就Cicero来说,团队从对语言有基本理解能力的预训练模型开始,利用过去超过4万场《强权外交》游戏比赛的对话对其进行扩充,以教授它该游戏特有的言语模式。
To play the game, Cicero looks at the board, remembers past moves and makes an educated guess as to what everyone else will want to do next.
在这个游戏中,Cicero需要看着棋盘,记住自己此前的行动,并对其他人的下一步行动做出合理推测。
Then it tries to work out what makes sense for its own move, by choosing different goals, simulating what might happen, and also simulating how all the other players will react to that.
然后,它尝试选择不同的目标,模拟可能发生的情况,以及所有其他参与者对此做出的反应,来判断行动是否合理。
Once it has come up with a move, it must work out what words to say to the others.
一旦决定了如何行动,它要认真思考如何与其他人对话。
To that end, the language model spits out possible messages, throws away the bad ideas and anything that is actual gobbledygook, and chooses the ones, appropriate to the recipients concerned, that its experience and algorithms suggest will most persuasively further its agenda.
为此,语言模型会给出可能的信息,丢弃糟糕的想法和官话,选择最能赢得对手青睐的想法,这些想法是模型根据其经验和算法得出的最有说服力,且最有可能推进其议程的。
Cicero, then, can negotiate, convince, cooperate and compete.
然后,Cicero可以与对手进行谈判、游说、合作和竞争。
Seasoned Diplomacy players will, though, want to know something else: has it learned how to stab?

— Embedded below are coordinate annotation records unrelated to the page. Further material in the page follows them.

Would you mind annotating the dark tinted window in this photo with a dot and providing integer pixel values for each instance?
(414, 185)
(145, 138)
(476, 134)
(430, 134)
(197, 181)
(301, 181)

然而,经验丰富的《强权外交》玩家还想知道一件事:它学会如何背刺了吗?
Stabbing - saying one thing and doing another (especially, attacking a current ally) is seen by many as Diplomacy's defining feature.
背刺——说一套做一套(尤其是攻击当前的盟友)被许多人视为《强权外交》游戏中的定义性特征。
But, though Cicero did, “strategically withhold information from players in gameplay”, it did not actually stab any of its opponents.
尽管Cicero确实“在战略上对其它玩家隐瞒了信息”,但它实际上没有暗中伤害任何对手。
Perhaps it was this final lack of Machiavellian ruthlessness which explains why it was only in the top 10%, and not victor ludorum.
也许正是由于缺失这种马基雅维利主义的冷酷无情,解释了为什么Cicero只进入了排名前10%,而没有最终成为“总冠军”。